Well, yesterday was a strange day. I took the bull by the horns and went round the house and gathered up all h's stuff and separated it from mine. Then I piled it all into the cupboard in the spare room so I no longer have to look at any of it - not that I really did before. However now I can shut the door and it doesn't have to be touched again until it finally all goes.

It was a bit sad - although I still can't cry for some reason. I just realised how before he left he was really making this his home (well till about a month before). He was sorting all his trains and his magazines and stuff into boxes and getting ready to start his model railway. Of course there were all the memories we shared together which made me sad. I still can't believe he threw a 7 year relationship inc. an 18 month marriage away for a fling that at that point had lasted a month - I suppose that I know of but I my gut tells me that is true. Especially after all we had been through together with the illness.

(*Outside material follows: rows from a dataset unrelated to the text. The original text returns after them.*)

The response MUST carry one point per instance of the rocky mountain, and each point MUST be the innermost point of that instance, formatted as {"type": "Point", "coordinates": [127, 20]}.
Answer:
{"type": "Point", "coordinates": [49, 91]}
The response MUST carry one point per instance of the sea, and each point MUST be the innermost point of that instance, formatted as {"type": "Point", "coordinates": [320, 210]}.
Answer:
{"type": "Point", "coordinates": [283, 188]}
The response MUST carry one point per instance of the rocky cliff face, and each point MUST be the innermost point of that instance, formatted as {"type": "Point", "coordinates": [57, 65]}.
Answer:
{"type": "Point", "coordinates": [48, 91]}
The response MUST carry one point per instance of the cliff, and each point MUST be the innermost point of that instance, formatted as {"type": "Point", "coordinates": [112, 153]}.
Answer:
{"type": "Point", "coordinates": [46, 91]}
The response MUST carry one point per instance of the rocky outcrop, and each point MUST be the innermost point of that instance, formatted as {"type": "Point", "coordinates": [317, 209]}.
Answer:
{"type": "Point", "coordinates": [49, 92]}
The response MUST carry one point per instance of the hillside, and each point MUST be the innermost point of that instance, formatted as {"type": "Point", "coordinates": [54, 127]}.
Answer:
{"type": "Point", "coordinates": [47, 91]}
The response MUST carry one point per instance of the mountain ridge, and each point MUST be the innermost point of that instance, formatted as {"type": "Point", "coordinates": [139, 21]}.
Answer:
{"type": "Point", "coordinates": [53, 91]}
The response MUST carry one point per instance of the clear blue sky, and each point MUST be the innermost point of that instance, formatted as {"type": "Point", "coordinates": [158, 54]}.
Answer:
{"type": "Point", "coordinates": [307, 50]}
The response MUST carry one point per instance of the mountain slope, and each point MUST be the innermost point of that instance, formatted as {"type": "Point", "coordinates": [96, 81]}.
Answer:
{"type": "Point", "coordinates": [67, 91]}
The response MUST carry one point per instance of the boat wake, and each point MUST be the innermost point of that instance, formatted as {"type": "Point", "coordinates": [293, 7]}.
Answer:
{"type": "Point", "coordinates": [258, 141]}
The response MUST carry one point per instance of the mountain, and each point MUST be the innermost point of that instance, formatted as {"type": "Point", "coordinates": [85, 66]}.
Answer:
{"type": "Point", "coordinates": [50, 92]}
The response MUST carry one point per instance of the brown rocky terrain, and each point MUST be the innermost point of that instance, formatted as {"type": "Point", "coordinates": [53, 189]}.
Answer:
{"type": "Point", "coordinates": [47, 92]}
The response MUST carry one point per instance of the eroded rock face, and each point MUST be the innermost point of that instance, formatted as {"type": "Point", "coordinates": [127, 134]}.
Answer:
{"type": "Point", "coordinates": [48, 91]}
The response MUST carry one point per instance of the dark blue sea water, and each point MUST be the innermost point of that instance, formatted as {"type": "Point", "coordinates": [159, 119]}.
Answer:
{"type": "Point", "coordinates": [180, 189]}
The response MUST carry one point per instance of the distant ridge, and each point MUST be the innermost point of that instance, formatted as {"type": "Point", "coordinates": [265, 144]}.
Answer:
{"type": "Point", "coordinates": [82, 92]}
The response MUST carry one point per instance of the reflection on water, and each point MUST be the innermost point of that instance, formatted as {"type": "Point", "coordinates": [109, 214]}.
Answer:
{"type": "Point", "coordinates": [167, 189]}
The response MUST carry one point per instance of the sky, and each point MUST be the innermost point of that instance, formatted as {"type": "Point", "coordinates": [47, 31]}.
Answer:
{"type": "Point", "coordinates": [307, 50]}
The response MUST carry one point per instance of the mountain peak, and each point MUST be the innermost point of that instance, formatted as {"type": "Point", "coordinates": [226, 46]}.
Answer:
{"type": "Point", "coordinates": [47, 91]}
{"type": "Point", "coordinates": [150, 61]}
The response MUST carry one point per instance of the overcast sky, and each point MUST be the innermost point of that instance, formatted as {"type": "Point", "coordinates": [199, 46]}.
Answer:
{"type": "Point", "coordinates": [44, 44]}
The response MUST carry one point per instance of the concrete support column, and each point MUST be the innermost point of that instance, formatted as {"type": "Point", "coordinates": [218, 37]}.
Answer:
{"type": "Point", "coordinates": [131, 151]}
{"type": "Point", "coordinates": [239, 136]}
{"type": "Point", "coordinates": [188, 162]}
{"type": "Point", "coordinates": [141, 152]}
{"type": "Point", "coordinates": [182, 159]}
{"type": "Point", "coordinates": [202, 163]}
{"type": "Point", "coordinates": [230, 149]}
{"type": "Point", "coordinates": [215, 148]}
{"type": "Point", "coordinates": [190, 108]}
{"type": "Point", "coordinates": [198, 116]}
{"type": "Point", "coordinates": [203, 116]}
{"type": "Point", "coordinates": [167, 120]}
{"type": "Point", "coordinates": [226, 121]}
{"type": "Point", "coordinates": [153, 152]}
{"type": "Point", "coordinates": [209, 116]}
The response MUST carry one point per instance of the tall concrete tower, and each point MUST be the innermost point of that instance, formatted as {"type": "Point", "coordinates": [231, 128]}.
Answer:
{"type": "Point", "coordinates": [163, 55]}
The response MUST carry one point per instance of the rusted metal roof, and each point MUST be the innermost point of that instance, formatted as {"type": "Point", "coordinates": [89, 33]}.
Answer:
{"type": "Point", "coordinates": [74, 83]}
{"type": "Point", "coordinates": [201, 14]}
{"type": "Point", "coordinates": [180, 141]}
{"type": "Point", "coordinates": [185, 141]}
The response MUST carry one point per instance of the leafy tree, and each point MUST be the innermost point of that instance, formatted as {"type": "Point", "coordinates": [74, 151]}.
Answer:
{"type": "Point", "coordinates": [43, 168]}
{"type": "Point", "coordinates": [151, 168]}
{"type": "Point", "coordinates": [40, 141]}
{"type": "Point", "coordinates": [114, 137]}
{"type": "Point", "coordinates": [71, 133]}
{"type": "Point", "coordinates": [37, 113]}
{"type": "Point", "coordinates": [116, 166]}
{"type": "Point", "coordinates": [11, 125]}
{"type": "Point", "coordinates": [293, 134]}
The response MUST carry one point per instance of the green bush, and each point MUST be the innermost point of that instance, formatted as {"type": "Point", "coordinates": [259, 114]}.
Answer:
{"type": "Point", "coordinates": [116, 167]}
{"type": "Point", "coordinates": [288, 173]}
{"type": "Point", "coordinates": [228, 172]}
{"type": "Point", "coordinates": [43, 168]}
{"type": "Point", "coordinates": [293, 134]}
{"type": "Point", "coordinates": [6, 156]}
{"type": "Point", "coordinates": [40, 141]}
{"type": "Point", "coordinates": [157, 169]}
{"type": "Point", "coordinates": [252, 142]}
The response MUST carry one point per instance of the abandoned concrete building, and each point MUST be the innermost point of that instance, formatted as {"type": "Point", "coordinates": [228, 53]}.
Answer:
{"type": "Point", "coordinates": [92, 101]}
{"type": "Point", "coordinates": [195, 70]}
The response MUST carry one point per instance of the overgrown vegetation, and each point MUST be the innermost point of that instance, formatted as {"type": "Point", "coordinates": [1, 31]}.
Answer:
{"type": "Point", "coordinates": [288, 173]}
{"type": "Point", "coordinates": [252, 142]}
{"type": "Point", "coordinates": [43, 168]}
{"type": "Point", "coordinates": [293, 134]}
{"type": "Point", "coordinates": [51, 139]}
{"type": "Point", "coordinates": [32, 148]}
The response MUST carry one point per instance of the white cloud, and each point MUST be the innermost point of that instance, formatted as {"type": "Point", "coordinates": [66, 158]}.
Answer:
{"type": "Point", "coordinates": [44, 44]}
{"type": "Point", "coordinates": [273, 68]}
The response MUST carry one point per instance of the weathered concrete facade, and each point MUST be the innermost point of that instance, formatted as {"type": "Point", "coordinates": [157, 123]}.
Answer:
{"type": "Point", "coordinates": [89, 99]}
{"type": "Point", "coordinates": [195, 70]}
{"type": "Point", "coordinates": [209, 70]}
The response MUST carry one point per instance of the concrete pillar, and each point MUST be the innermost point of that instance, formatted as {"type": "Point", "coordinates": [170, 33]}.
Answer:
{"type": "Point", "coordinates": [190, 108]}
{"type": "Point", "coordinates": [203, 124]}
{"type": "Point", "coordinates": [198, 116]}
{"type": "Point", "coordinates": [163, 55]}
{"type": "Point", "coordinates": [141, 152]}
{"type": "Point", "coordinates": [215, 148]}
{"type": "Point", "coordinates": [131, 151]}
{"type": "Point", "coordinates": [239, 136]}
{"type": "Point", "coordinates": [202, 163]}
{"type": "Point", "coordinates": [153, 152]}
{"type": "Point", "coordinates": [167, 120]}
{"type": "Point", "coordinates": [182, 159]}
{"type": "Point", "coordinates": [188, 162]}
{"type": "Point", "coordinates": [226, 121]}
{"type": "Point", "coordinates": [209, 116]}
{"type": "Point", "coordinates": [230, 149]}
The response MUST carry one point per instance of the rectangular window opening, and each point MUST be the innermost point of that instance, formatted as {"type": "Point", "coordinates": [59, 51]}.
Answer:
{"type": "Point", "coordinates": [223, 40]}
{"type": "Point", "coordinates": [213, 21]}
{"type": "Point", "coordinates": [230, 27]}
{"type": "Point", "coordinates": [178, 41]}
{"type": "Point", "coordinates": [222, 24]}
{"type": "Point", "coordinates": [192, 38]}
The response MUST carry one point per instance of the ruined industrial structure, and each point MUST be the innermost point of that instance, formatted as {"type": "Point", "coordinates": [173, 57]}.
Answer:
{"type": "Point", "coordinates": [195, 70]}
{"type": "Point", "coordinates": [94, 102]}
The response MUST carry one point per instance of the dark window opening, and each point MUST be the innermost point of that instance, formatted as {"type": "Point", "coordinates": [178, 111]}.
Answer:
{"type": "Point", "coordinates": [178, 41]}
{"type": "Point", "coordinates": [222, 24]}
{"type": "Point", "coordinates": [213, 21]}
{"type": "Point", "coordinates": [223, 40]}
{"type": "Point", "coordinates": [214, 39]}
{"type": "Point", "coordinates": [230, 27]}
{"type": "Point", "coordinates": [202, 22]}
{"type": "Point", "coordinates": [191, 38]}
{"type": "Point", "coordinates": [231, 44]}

It was funny because I remembered something he had said just after he had left and it made me realise that he hadn't really planned to leave at all - he just suddenly made the decision and did it.

I know I shouldn't dwell. I suppose it was seeing all the stuff that made me sad. I just can't believe that he threw everything away the first time we even had vague problems and chose another woman.

Well, it is done now. I have to believe it because it is the reality. It is just very sad and hurtful.

On the plus side I found some cool stuff that was mine!